NATO Zirvesi kapsamındaki gelişmeleri VOA Türkçe’ye yorumlayan Emekli Büyükelçi Ahmet Kamil Erozan, “Hiçbir ülke mevcut konjonktürde NATO dışına çıkmayı düşünemez bile” diyerek, Cumhurbaşkanı Erdoğan’ın Şanghay Beşlisi’ne üyelik açıklamasını Türkiye açısından gerçekçi bulmadığını söyledi.
Aynı zamanda İYİ Parti GİK üyesi olan Erozan, Avrupa Birliği’nin ordu girişimi hayata geçmediği sürece Avrupa’nın ABD’yle birlikte NATO ittifakını korumaya çalışacağını anlattı. Erozan, o zaman İngiltere’nin de tutumuna bakmak gerekeceğini ve belki Avrupa Ordusu oluşumu söz konusu olursa Türkiye’nin NATO dışında olmayı düşünebileceğini ancak aksini gerçekçi görmediğini kaydetti.
Erdoğan’ın Şanghay Beşlisi’yle ilgili açıklaması için “saçmalık” ifadesini kullanan Erozan, Rusya Cumhurbaşkanı Vladimir Putin’in de NATO’yla eş zamanlı Türkiye’nin Şanghay Beşlisi’ne üye olamayacağı gerçeği itibariyle Erdoğan’ın açıklamasını ciddiye almadığını düşündüğünü söyledi.
Cumhurbaşkanı Erdoğan’ın “NATO içindeki çatlak ses” olarak görülmeye başlandığını kaydeden Erozan, “Türk kamuoyunda da Şanghay aşkı veyahut BRICS’in yüksek menfaatlerimize olacak katkısı konusunda en ufak bir hissiyat, algı veya bilgi olduğunu da düşünmüyorum” dedi.
Bağcıoğlu: “NATO Bildirgesinde Montrö’nün titizlikle uygulanması hatırlatıldı”

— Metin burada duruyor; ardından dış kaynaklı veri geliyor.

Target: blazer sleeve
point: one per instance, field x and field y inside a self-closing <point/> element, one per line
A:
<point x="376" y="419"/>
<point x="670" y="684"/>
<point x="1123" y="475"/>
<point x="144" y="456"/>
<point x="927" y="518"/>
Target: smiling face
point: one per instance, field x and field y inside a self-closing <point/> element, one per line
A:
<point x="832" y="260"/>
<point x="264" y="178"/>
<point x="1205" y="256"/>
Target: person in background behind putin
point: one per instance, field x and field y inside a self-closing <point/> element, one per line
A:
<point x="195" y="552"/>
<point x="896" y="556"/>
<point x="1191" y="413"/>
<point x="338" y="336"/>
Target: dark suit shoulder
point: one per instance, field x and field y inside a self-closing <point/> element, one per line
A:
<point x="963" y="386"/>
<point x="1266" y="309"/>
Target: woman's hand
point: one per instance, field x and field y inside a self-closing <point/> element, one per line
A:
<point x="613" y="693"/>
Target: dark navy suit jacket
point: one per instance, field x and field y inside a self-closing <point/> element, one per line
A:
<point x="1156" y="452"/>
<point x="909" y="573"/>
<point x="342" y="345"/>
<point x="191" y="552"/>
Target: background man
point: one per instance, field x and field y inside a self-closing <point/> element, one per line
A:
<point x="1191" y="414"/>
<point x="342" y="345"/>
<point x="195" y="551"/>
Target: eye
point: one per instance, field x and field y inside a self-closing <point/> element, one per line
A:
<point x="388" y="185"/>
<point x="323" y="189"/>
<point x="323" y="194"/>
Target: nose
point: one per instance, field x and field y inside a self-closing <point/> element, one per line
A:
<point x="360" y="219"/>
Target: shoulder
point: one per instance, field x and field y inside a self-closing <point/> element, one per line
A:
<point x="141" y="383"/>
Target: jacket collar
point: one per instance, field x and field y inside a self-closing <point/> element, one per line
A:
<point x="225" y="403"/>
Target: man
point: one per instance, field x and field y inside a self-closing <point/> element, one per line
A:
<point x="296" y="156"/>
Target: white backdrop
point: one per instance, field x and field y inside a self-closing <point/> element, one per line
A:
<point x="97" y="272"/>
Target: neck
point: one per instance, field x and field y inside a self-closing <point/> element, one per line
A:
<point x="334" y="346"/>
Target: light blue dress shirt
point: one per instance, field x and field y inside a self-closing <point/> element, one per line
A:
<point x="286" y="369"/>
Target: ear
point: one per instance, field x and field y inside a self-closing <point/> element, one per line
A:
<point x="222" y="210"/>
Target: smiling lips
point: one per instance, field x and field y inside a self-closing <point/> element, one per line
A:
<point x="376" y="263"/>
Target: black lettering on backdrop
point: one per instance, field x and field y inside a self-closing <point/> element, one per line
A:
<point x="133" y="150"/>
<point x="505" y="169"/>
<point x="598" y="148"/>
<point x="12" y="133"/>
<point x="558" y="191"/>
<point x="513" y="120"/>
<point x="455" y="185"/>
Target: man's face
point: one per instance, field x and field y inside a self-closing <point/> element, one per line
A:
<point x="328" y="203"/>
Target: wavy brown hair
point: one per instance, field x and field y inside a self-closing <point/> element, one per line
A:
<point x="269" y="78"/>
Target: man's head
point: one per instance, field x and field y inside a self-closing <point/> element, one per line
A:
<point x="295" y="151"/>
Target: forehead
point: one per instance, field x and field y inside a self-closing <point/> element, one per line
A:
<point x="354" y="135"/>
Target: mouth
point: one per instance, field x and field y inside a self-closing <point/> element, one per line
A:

CHP Genel Başkan Yardımcısı Yankı Bağcıoğlu ise, “Karadeniz ve Montrö Sözleşmesi ile ilgili olarak da ‘Karadeniz bölgesinde güvenlik, emniyet, istikrar ve seyrüsefer serbestisini korumayı amaçlayan müttefik bölgesel çabalara, uygun olduğu hallerde 1936 Montrö Sözleşmesi yoluyla da olmak üzere, devam eden desteğimizi bir kez daha teyit ederiz’ ifadesi yer aldı. Bu ifade; Montrö Sözleşmesi uygulamalarına titizlikle ve tavizsiz devam etmemiz gerekliliğini hatırlatıyor” tespitini paylaştı.
Emekli Tümamiral Bağcıoğlu, zirve sonuçlarıyla ilgili yazılı değerlendirmesinde, NATO’nun Afrika’ya ilgisini arttırdığını ve bunun Türkiye’yle işbirliğini gerekli kılabileceği görüşünü aktardı.
“NATO üyeleri içinde halen terörle mücadele zorunluluğu olan tek ülke Türkiye” diyen Bağcıoğlu, NATO’nun terörle mücadelede eylem planını kabul etmesini olumlu bulduğunu ancak özellikle ABD’yle yaşanan Suriye’nin kuzeyinde YPG varlığıyla ilgili anlaşmazlık açısından da NATO’nun YPG’yle ilgili karar vermesi gerektiğini ifade etti.